- Paddy Martinez in 1956, on the discovery outcrop. Life magazine photo.

= Paddy Martinez =

American prospector (1881–1969)

Mary and Paddy Martinez in 1952

Patricio "Paddy" Martinez (1881- August 26, 1969) was an American prospector and sheepherder who discovered uranium at Haystack Mesa in the San Juan Basin near Grants, New Mexico, in 1950. This was the first discovery in the Grants Uranium District, and led to a uranium boom that lasted almost 30 years. The San Juan Basin contained 60% of the known uranium resources in the United States, valued at over $25 billion.

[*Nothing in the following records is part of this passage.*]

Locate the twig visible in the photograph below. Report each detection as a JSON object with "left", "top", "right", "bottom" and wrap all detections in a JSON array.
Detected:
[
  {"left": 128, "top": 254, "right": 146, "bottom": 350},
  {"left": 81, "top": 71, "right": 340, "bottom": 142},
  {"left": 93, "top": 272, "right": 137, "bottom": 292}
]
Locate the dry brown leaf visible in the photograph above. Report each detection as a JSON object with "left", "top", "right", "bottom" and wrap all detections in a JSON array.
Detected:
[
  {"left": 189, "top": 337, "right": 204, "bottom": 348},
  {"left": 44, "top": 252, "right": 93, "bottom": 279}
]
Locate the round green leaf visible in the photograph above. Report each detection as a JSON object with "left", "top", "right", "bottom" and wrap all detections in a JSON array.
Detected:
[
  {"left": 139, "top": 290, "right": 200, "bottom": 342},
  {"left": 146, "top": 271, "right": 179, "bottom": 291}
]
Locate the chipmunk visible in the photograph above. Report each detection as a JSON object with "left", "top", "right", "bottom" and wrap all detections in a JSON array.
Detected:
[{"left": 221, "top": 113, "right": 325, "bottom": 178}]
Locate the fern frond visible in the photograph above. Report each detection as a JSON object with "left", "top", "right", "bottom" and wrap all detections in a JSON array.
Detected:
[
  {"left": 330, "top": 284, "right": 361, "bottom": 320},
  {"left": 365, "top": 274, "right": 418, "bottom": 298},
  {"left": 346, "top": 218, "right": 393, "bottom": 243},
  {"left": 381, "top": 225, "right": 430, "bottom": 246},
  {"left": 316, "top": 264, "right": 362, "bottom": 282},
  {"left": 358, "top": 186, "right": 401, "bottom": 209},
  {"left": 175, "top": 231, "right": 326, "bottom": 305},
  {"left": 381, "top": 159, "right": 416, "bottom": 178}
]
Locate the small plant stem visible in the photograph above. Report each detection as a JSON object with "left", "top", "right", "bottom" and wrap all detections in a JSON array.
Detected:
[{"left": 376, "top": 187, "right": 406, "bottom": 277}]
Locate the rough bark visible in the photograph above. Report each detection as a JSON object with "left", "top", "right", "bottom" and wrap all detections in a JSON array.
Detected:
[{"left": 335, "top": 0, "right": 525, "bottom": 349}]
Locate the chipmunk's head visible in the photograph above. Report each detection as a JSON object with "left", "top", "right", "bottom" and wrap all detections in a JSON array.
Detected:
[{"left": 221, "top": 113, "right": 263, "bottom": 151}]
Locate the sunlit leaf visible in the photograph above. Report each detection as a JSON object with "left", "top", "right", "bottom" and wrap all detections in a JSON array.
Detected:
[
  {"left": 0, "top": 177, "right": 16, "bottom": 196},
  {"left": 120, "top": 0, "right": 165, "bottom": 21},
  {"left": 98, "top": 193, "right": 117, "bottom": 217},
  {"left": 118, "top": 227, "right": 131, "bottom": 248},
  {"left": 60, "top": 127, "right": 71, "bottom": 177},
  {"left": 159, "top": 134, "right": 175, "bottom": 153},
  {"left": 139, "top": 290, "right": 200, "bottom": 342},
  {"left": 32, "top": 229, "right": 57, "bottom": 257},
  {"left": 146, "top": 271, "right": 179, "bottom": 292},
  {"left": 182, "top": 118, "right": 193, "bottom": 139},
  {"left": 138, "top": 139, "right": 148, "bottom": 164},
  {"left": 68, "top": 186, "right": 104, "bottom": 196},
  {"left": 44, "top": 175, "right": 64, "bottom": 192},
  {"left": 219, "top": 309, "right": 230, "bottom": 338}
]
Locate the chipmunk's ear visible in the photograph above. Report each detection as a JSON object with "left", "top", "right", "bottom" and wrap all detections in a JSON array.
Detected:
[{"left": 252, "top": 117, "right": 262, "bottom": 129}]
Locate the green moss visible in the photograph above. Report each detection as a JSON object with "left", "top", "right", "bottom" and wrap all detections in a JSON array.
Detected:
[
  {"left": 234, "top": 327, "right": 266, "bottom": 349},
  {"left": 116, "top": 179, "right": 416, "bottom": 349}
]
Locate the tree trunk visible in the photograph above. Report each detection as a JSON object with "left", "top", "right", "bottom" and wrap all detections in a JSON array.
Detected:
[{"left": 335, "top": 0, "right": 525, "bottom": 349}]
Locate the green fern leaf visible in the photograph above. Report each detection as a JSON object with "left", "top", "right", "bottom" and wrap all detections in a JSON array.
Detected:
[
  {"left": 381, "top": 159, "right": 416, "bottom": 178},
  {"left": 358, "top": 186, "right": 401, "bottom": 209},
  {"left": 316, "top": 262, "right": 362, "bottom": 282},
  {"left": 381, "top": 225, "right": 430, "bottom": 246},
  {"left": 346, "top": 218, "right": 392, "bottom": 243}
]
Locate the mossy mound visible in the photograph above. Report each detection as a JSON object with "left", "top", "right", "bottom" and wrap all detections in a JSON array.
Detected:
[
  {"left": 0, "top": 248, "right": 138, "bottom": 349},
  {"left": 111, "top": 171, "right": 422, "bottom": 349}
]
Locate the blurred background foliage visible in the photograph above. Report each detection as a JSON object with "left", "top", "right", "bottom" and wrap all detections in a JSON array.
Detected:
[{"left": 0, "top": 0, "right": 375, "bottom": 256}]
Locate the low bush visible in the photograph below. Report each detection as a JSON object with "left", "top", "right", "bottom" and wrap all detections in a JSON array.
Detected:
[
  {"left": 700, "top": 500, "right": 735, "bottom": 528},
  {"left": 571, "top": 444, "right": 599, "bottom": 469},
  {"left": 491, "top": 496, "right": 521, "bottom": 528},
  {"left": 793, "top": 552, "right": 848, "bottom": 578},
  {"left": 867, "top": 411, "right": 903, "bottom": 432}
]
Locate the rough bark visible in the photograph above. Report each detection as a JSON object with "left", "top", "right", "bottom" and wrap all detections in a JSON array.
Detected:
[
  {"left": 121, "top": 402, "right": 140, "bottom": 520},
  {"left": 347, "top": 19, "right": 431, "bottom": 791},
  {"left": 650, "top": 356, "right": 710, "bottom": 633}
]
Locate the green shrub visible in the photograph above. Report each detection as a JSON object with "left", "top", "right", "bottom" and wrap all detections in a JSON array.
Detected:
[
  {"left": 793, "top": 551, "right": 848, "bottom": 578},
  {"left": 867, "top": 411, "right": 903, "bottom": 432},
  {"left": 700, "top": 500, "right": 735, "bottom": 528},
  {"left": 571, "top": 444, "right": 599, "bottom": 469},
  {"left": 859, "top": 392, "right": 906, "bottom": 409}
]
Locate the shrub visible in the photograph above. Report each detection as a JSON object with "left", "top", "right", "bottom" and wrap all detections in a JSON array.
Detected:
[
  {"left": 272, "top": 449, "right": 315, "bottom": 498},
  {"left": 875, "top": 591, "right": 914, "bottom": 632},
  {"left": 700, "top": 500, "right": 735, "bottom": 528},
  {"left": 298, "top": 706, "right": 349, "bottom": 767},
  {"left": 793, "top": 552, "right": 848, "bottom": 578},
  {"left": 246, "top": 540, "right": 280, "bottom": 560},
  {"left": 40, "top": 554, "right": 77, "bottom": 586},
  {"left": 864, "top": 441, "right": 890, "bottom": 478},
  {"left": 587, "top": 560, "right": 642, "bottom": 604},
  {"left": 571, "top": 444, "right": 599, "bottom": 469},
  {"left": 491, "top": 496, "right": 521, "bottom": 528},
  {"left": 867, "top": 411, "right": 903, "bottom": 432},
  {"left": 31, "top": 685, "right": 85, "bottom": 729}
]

==Discovery of uranium in New Mexico==

Martinez's discovery, in 1950 on Santa Fe Railroad land, was developed into the Haystack mine. He was hired by the railroad and Anaconda Mining Company as a uranium scout for $400 per month, a good salary then. Following the discovery, the town of Grants became a yellowcake boomtown; its population grew from 2,200 to 50,000 within a few months. The mining boom lasted for decades, until the 1980s when it collapsed. The Santa Fe Railroad continued to pay Martinez $250 per month until the day he died.

After his first discovery, in 1950 of carnotite, a low-grade uranium-bearing ore, he staked a claim on 160 acre. After that he explored Haystack Mountain where he made the discovery of high-grade ore. He became nationally known for his discovery.

==Personal life==
Martinez was born in the village of Haystack, New Mexico. He and his wife Flora had 14 children.

Martinez, a Navajo of Mexican descent, and a native New Mexican, became famous for his discovery. He was the subject of feature articles in Time, Life, True West and Reader's Digest magazines. Martinez was fluent in the Navajo, Laguna (Keresan), Spanish and English languages. He was a medicine man and a leader in his community.

Martinez also worked as a law officer on the Navajo reservation, ran a mountain sheep camp and worked as a labor recruiter for carrot farms.

His tombstone at Grants Memorial Cemetery simply reads, "Paddy Martinez 1881 - 1969 Uranium Pioneer." His grave is near Paddy Martinez Park, where children play.

==Legacy==
Martinez was inducted into the National Mining Hall of Fame in 1992.